The book contains several translations and adaptations of French poetry (Kinloch is Senior Lecturer in French Studies at the University of Strathclyde), from the unforgettable Ode tae Borborygmusses (eftir Valery Larbaud):

Rift n’ pump! Rift n’ pump!
Deep curmurrin uv yer tummy an yer trollie-bags

to this, from The Year of the Dragon, by Emmanuel Moses:

You’re not so wild about my
Latest poems, why deny it?

— lines to disarm any critic, and all the more discombobulating for their appearance in a translation...

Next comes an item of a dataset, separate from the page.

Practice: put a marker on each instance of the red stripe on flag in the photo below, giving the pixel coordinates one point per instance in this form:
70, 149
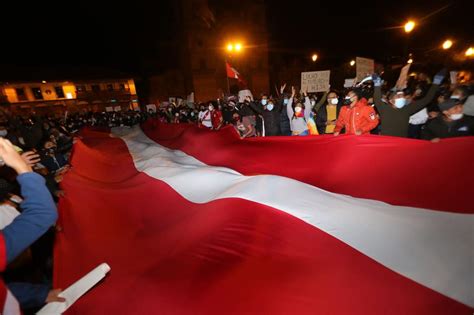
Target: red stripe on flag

Kinloch sometimes seems a little afraid of his plain style, twisting it into over-easy poeticisms (“I wince, you smile and we / Hopscotch on the dappled / Paving of our easy-ozy inscapes”), and I really wish he would stop using nouns as verbs, but his capacity for building larger structures out of individual poems (one of the most memorable aspects of Paris-Forfar) is undiminished: the unspoken barrier of Wall is placed next to a prose-poem on The Thresholds of a Scottish Parliament (“Within the door-stane smeddum of the thresholds of a Scottish Parliament the delicate hyphens pivot, rocking its peoples inwards, outwards to the translated melodies of Carmichael’s blessing”), leading on to a heartbreaking evocation of human solitude in The Barrier, echoed by the comic, loving entanglements of the wakeful and sleeping partners in Bed.

Such ramifications extend outward from the most straightforward-seeming of these poems, making this a collection whose coherence and pleasurable complexity increase with every reading. It’s still not my favourite of Kinloch’s books, but it’s grown on me by stages and I’d recommend it to anyone.


This review appeared in volume 93, issue 1 of Poetry Review.